Scriptures: Isaiah 50: 4-9, John 13:21-30
And now we see that part of the challenge of walking through Holy Week with John in one hand and Isaiah in the other is that we are called to forgive. We are called to forgive people who’ve let us down, the systems that have let us down, the people and organizations and structures that hurt us and people we love, that have done bad and callous and betraying things to us and our friends and have walked away laughing. Now we add all of that together, and all the wrong done here and all the frustration and sadness of recent decades, and we place it before t he foot of the cross. Now, we name and shame the things that have defaced our community, and we weave them into the story of Jesus alongside Judas, alongside Caiaphas, alongside Pilate. And we pray that over the coming days we will have grace and strength to leave them there, to believe that Jesus has dealt with them on the cross. And we wait, as the disciples waited without knowing what they were waiting for, to see what God will do next once the cross has done its work.

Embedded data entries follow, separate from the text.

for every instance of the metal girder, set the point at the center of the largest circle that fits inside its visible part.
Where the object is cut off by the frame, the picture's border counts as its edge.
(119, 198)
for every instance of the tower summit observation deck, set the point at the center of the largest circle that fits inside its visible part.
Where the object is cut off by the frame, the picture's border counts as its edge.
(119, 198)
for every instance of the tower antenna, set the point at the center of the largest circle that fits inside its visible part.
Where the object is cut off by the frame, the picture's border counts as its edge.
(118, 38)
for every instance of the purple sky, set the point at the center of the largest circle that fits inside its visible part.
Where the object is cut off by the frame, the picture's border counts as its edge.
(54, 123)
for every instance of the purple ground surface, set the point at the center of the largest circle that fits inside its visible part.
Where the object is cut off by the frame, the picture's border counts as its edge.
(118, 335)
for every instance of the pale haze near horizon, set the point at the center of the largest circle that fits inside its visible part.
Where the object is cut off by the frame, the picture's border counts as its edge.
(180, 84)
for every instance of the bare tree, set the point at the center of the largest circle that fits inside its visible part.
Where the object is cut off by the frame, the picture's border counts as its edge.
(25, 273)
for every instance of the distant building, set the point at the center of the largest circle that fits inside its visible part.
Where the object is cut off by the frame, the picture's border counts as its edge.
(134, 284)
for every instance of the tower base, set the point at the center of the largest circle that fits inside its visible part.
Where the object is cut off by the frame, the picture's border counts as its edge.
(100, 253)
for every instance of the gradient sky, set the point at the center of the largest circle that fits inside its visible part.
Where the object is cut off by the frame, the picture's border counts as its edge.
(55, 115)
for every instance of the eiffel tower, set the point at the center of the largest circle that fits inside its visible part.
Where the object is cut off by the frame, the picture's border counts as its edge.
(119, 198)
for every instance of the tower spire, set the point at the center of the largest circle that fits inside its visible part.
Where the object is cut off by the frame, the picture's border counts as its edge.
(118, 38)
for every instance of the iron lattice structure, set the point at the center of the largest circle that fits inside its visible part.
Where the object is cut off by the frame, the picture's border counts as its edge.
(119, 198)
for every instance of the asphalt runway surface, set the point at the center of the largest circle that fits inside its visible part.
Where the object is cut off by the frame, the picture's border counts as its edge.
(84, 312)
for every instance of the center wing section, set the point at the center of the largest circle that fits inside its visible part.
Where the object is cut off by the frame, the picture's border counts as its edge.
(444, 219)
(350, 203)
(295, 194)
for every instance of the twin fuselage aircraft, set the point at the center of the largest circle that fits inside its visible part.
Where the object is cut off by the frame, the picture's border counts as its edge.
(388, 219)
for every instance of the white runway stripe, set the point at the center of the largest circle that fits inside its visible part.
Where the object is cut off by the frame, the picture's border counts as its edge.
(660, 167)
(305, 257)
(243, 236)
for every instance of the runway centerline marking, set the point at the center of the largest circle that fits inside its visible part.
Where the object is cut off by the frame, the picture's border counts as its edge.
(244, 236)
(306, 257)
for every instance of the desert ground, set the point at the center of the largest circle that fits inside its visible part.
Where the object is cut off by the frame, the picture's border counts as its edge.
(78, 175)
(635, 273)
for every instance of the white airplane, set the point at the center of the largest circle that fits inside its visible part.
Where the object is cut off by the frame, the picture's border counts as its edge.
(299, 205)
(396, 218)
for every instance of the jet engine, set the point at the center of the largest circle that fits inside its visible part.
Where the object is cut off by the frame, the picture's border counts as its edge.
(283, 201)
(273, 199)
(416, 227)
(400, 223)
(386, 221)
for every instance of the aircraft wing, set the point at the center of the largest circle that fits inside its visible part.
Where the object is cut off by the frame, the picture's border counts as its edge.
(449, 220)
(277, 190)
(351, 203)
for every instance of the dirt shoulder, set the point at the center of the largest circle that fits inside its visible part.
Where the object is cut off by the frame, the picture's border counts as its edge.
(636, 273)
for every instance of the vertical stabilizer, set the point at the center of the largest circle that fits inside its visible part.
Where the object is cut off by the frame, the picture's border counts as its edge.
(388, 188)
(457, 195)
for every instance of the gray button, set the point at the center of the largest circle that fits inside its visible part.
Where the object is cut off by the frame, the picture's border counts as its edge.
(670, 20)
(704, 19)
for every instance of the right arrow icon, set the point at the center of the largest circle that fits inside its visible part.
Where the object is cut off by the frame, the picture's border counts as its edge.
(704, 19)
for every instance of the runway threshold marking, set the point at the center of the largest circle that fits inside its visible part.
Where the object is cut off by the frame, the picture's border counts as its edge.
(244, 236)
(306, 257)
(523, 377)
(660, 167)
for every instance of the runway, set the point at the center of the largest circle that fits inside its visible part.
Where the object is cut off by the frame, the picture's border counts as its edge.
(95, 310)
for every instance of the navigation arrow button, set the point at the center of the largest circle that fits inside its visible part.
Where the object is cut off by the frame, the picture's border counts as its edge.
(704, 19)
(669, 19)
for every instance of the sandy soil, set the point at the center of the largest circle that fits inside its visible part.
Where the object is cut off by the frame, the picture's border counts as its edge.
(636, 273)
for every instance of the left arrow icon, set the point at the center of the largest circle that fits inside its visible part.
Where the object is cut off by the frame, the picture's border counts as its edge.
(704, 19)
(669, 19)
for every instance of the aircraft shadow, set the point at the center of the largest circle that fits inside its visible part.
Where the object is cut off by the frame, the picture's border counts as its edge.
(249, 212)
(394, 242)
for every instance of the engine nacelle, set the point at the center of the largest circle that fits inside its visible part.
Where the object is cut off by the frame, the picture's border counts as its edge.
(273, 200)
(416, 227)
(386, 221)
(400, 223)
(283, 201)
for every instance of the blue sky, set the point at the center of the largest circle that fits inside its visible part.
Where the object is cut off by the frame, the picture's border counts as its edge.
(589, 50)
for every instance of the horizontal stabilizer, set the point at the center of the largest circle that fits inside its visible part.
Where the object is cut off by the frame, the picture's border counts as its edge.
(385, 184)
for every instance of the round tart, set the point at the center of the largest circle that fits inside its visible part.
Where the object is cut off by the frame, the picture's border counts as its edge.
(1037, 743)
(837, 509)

There is more to the meaning of the cross than just this: much, much more. We will spend a lifetime exploring that further meaning. But for now, for the moment, let’s gather up all the betrayal that has blighted our lives and see Jesus taking it on himself, in and through the action of Judas, so that we don’t need to hold on to it any more. Let’s pray for grace to forgive, to find new starts, to know that we have been vindicated by Jesus’ vindication – and beyond that, that we are loved for ever with Jesus’ great and powerful suffering love.